И да, стоило ему освободить ее худенькое обнаженное тельце из плена, она тревожно сжалась, прикрыла грудь (точнее то место, где она бывает у обычных баб) ладонями, но не убежала и драться не начала.
Хирако медленно лег обратно на спину и протянул руки. А Хийори медленно, не сводя с него подозрительного взгляда карих глаз, подползла и легла рядом. Стоило ей это сделать, как он нетерпеливо сгреб ее и прижал к своей груди.
- Вот так.
Хийори вздохнула и замерла, прижавшись щекой к его телу. За такие моменты можно было убить.

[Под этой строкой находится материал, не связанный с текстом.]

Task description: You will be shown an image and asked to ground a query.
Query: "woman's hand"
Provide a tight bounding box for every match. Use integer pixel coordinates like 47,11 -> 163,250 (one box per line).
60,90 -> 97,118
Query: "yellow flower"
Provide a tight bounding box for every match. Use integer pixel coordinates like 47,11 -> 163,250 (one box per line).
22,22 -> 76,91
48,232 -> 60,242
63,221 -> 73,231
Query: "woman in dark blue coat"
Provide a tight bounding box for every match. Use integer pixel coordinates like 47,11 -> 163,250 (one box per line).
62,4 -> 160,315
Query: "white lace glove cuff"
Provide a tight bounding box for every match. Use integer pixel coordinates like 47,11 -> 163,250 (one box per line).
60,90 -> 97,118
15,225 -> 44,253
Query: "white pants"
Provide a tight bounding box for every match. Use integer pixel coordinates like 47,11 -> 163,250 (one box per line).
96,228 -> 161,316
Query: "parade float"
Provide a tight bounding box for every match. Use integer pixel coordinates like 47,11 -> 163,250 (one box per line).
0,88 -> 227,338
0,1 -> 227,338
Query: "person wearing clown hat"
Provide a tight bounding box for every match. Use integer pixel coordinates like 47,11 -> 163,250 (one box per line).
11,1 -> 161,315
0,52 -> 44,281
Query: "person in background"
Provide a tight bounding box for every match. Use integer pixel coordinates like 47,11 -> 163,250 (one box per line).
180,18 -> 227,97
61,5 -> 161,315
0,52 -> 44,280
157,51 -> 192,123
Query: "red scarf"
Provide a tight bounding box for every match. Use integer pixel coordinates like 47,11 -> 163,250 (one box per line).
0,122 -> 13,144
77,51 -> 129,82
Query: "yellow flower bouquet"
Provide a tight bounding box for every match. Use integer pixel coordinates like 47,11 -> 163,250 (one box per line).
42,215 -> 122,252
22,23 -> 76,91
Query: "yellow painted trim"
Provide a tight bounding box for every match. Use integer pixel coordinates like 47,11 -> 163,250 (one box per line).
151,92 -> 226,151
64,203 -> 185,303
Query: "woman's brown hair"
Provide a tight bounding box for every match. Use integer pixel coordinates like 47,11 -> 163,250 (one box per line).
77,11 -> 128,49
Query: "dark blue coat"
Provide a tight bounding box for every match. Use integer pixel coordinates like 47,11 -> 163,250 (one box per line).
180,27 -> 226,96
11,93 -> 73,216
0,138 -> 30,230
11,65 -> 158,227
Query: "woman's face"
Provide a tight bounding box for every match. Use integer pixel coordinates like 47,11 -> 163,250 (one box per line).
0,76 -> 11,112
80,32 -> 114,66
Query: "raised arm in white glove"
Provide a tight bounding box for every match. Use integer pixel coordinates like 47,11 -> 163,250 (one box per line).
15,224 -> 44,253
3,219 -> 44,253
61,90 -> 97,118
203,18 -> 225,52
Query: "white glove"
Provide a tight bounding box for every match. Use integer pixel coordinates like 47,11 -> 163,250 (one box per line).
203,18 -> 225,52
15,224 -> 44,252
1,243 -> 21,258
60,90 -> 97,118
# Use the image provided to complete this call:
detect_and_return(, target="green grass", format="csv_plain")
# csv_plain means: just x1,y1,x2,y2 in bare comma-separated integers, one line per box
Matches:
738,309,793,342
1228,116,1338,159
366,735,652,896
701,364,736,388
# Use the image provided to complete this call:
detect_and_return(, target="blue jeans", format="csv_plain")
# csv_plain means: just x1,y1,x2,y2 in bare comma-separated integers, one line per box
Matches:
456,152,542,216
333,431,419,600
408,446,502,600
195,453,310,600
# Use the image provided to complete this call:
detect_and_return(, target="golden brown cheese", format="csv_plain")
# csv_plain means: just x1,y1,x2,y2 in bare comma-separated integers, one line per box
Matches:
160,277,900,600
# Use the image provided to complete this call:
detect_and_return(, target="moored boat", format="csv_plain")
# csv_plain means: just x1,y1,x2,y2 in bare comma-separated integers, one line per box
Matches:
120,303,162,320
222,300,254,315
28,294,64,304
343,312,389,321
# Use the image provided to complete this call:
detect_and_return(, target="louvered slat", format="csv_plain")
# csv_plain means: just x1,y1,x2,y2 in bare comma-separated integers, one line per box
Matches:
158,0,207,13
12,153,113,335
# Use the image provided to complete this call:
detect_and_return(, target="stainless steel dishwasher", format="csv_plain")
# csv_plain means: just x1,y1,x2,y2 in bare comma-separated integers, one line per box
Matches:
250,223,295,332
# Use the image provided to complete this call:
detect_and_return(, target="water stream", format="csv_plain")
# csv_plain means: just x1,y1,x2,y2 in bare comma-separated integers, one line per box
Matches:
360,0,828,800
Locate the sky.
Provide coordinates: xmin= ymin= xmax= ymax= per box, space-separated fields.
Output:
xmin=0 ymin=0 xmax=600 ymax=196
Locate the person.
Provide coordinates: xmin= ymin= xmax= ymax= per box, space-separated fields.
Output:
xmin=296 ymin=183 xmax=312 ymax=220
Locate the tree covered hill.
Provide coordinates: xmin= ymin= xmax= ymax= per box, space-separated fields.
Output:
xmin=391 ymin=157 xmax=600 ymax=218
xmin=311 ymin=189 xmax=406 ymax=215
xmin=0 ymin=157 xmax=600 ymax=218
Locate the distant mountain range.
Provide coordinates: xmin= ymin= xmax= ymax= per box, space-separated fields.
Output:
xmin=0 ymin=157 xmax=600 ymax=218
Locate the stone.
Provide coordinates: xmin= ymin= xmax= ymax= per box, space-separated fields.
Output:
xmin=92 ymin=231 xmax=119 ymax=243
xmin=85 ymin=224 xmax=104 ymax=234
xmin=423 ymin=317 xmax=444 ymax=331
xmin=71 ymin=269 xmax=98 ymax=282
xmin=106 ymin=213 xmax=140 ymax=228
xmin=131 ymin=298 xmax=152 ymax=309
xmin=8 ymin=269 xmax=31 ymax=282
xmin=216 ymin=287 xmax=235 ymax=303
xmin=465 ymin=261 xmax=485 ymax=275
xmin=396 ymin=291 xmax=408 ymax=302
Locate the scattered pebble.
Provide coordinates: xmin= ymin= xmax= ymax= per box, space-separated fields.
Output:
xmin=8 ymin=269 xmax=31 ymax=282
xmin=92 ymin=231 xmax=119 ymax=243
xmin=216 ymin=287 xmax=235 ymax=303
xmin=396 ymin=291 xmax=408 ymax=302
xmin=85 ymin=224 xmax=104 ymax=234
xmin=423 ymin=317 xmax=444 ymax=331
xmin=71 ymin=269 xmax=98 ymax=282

- Слушай, Шинджи... - пробормотала она вдруг и (О, Ками-сама!) провела пальцем по несходящему шраму наискось всего корпуса, оставленному ею самой долгих сто с лишним лет назад. - А как ты себе представлял эту встречу?
Шинджи рассмеялся низким грудным смехом, скрывая мальчишеское ликование - она, как и прежде, держит в голове все его реплики!
- Ну, я не думал, что мы трахаться будем. Я так-то полагал, что сначала буду на коленях стоять и умолять смилостивиться.
- Ну, ты с того и начал. - хмыкнула она.
- А потом ты не прощала бы и не хотела бы слушать, и я бы сказал, что я люблю тебя. - буднично сказал Хирако.
Он не случайно заговорил о том, как бы все могло быть. Потому что Хирако Шинджи был человеком последовательным, и если он решил что-то сделать, то сделает это непременно. Поэтому не важно, как все обернулось, сегодня Хийори должна была услышать эти слова.
Худое тело в его руках напряглось на секунду, и снова расслабилось.
- Не говори того, над чем не подумал хорошенько, олух. - пробормотала она, рискуя нарваться на шуточки о том, что мог бы сказать, да не сказал и все такое. Она, точно так же, как и он, понимала, к чему был завязан этот разговор.
Пасмурное серое небо за окном словно бы начало просветляться, по крайней мере ему показалось, что в комнате стало чуть светлее.
- Дура, у меня было сто три года, чтобы хорошенько подумать. - сказал он без улыбки.